How NetEase Cloud’s VQC Engine Balances Video Quality, Smoothness, and Latency

VQC’s Role in Video QoE

Video QoE comprises clarity, smoothness, and latency, jointly determined by network QoS, video processing algorithms, and the Video Quality Controller (VQC).

QoE Components

Network QoS: provides usable bandwidth.

Video processing algorithm: maximizes quality at a given bitrate.

VQC: controls bitrate for smoothness and latency, and balances clarity with smoothness.

NetEase Cloud VQC Implementation

The VQC design follows WebRTC’s module layout, consisting of four monitoring modules and a strategy module. Input parameters pass through the monitors, producing state results that the VQC strategy module uses to generate control signals for the video pipeline.

QualityScaller

Monitors current encoding quality, focusing on clarity and encoder stability. It receives QP thresholds, current frame QP, and frame‑drop statistics, then outputs a quality assessment.

QpSmoother uses exponential weighted accumulation to compute a statistical QP value: y = alpha * previous_y + (1 - alpha) * sample where sample is the current frame QP and alpha varies per encoder (e.g., 0.9995 for upper bound, 0.9999 for lower bound on OpenH264).

Final QP statistics are compared against encoder‑specific thresholds (e.g., 24–37 for OpenH264) to judge video quality.

OveruseFrameDetector

Detects whether the current performance can sustain the target frame rate, influencing video smoothness. It takes target frame rate, resolution, CPU‑usage thresholds, and frame‑capture/send times, outputting a “CPU good” or “CPU bad” state.

RateAllocator

Decides bitrate allocation in mixed‑stream scenarios, distributing limited bandwidth among large and small streams, merging streams when bandwidth is scarce, and reducing downstream bandwidth when needed.

MediaOptimization

Monitors and adjusts real‑time bitrate and frame rate to prevent network congestion. It uses a funnel‑style FrameDropper that decides whether to drop frames based on accumulated bitrate versus a capacity linked to acceptable latency.

VQC Decision Model

The decision module aggregates results from all sub‑modules and user‑defined scene settings to adjust video parameters (resolution, frame rate, simulcast selection, codec, etc.). It contains two independent state machines (video‑quality and performance) and a policy engine that sets thresholds, chooses adaptation steps, and triggers further adjustments when needed.

Optimization Strategies

Resolution adjustment

Frame‑rate adjustment

Simulcast stream selection

Pre‑processing algorithm toggles

Codec adaptation

VQC supports configurable scenarios (communication, live streaming) and automatically adapts step sizes and paths based on extensive testing.

QA Summary

Q: How does rate‑controller handle simulcast in SFU forwarding mode? A: The server uses a configurable TopN strategy, allocating high‑quality streams to top viewers and lower‑quality streams to users with poorer network conditions.
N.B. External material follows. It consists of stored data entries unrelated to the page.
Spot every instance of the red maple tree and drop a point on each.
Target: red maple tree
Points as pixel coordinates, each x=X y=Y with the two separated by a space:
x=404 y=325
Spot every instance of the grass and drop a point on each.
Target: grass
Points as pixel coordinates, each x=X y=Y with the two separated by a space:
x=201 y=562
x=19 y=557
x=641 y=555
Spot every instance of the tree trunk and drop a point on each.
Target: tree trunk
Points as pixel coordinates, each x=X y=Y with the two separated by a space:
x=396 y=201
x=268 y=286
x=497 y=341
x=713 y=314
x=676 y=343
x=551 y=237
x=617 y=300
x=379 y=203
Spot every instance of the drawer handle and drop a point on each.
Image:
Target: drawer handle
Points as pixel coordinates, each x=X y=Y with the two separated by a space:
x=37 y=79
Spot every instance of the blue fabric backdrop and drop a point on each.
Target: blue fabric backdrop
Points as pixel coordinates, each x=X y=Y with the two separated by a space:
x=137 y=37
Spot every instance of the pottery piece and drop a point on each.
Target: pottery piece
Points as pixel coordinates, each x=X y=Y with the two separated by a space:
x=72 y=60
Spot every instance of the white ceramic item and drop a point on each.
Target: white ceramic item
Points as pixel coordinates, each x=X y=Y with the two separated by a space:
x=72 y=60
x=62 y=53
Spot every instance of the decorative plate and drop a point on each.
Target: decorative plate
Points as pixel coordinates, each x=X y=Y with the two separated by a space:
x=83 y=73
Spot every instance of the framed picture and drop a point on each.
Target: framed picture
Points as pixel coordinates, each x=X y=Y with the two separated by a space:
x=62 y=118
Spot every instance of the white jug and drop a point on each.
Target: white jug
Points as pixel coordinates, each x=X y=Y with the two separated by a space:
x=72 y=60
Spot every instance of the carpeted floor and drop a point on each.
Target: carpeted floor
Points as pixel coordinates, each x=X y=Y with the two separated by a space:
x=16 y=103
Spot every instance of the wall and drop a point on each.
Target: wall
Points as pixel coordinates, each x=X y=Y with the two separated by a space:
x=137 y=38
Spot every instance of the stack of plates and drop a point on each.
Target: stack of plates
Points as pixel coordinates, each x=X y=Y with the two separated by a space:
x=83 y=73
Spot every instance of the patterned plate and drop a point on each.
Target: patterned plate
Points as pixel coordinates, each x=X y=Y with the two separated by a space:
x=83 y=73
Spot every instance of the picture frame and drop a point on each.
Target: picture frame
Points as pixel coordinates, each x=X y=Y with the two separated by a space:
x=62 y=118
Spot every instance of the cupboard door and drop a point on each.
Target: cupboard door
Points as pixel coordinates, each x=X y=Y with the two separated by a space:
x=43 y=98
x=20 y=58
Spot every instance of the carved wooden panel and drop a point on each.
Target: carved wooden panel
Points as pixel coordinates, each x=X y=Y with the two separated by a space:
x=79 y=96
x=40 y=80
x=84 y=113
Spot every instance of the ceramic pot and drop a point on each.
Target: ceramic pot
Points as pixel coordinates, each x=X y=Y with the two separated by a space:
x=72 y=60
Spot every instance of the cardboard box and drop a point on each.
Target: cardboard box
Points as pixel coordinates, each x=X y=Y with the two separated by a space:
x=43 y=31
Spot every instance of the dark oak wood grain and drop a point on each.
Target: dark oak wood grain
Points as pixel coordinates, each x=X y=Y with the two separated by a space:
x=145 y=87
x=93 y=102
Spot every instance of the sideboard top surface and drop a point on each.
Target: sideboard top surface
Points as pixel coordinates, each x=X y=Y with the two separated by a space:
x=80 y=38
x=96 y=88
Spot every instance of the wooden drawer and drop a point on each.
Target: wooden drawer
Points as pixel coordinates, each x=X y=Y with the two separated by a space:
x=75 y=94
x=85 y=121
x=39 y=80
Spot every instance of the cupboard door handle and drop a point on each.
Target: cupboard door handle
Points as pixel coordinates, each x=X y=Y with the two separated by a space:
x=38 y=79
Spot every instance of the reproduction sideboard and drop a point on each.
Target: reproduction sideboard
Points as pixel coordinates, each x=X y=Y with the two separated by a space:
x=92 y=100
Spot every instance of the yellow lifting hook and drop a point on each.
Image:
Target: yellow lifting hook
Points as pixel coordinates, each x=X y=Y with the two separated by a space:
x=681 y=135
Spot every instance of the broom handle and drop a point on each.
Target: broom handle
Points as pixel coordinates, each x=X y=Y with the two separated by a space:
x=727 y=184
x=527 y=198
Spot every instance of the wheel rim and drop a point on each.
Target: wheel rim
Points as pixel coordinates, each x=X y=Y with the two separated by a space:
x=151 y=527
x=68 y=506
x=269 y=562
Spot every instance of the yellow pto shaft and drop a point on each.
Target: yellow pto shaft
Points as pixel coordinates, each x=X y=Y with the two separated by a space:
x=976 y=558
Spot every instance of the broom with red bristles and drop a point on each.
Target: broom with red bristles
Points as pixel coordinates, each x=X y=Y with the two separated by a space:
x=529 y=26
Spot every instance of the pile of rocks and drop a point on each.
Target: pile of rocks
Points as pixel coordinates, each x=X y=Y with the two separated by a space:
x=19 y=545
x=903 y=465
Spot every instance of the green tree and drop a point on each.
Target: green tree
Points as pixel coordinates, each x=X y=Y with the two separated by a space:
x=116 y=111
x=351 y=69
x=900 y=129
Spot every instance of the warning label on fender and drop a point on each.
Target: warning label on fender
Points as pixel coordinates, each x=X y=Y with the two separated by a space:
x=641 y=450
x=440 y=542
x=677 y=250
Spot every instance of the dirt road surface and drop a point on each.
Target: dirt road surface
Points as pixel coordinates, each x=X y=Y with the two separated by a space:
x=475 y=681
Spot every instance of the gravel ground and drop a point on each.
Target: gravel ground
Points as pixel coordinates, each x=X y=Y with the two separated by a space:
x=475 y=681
Q: How is codec switching achieved without renegotiation? A: A private capability‑negotiation protocol inside the channel enables seamless codec switches without SDP exchange.
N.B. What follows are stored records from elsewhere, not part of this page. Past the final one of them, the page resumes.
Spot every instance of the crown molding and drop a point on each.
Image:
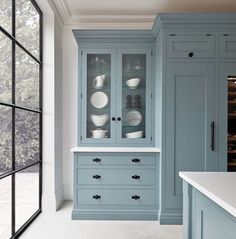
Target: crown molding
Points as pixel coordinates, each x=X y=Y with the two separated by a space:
x=102 y=19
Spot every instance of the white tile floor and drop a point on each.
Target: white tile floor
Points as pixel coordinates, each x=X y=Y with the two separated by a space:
x=27 y=202
x=59 y=225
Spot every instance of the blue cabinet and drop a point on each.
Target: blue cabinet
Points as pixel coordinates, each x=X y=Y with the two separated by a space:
x=190 y=110
x=228 y=46
x=195 y=59
x=193 y=46
x=116 y=186
x=116 y=96
x=204 y=219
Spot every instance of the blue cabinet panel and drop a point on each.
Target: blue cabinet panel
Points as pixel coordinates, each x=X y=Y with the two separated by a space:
x=204 y=219
x=116 y=186
x=190 y=109
x=98 y=159
x=228 y=46
x=117 y=197
x=190 y=46
x=113 y=176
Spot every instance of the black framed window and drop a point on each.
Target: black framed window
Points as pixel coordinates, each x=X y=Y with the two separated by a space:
x=20 y=115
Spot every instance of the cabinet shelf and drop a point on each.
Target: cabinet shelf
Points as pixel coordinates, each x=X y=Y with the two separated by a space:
x=231 y=93
x=232 y=164
x=232 y=151
x=232 y=115
x=232 y=138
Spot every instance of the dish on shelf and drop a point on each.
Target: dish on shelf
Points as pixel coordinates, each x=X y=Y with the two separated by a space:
x=99 y=81
x=133 y=83
x=99 y=99
x=99 y=120
x=99 y=133
x=134 y=135
x=134 y=117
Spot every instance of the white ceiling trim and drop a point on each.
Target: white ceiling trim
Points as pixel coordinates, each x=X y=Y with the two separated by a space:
x=68 y=19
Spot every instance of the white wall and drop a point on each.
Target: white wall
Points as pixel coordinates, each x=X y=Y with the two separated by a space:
x=70 y=80
x=52 y=195
x=58 y=71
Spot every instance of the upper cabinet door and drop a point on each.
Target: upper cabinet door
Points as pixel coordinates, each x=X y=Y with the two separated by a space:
x=134 y=96
x=98 y=96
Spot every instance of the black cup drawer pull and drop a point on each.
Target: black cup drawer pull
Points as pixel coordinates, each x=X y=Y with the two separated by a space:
x=96 y=197
x=135 y=160
x=190 y=54
x=96 y=160
x=136 y=177
x=135 y=197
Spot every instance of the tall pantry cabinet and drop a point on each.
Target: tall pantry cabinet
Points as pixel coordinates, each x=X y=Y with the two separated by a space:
x=196 y=58
x=153 y=103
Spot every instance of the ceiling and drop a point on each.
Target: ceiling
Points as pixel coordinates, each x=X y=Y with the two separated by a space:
x=130 y=13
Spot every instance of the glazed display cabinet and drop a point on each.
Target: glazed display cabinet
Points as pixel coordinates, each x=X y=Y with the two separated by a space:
x=116 y=96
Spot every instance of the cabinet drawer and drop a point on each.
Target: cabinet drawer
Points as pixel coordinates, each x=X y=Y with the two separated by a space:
x=134 y=159
x=116 y=176
x=116 y=197
x=190 y=46
x=228 y=46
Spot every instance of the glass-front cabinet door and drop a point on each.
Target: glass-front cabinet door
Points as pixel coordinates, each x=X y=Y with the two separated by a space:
x=98 y=100
x=134 y=98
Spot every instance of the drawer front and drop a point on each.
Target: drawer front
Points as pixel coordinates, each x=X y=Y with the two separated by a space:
x=228 y=46
x=116 y=197
x=134 y=159
x=190 y=46
x=116 y=176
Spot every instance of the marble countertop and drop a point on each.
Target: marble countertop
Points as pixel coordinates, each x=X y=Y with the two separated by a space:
x=220 y=187
x=116 y=149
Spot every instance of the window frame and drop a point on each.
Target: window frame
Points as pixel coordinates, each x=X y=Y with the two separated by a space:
x=14 y=106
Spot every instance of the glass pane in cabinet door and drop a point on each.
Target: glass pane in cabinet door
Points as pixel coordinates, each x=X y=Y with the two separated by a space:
x=133 y=95
x=98 y=95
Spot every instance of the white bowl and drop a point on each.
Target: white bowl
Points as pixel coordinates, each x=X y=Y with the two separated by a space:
x=133 y=83
x=99 y=120
x=99 y=133
x=134 y=135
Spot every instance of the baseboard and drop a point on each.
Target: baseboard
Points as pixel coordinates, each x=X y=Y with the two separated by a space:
x=171 y=219
x=59 y=197
x=91 y=215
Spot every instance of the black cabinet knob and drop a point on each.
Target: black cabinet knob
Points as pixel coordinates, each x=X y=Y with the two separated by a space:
x=96 y=160
x=135 y=160
x=96 y=197
x=135 y=197
x=136 y=177
x=190 y=54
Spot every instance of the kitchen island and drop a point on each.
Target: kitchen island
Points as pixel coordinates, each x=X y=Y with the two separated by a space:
x=209 y=205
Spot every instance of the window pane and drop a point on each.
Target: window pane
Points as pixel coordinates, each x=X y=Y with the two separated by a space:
x=5 y=139
x=6 y=14
x=27 y=137
x=27 y=26
x=27 y=80
x=27 y=194
x=5 y=208
x=5 y=69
Q: How are key‑frame requests balanced for new participants? A: Each new user sends an intra‑request, but the receiver controls the key‑frame interval to avoid excessive traffic.

Overall, the article details the design of NetEase Cloud’s VQC system and its practical adjustments to improve video QoE, acknowledging trade‑offs and the need for scenario‑specific tuning.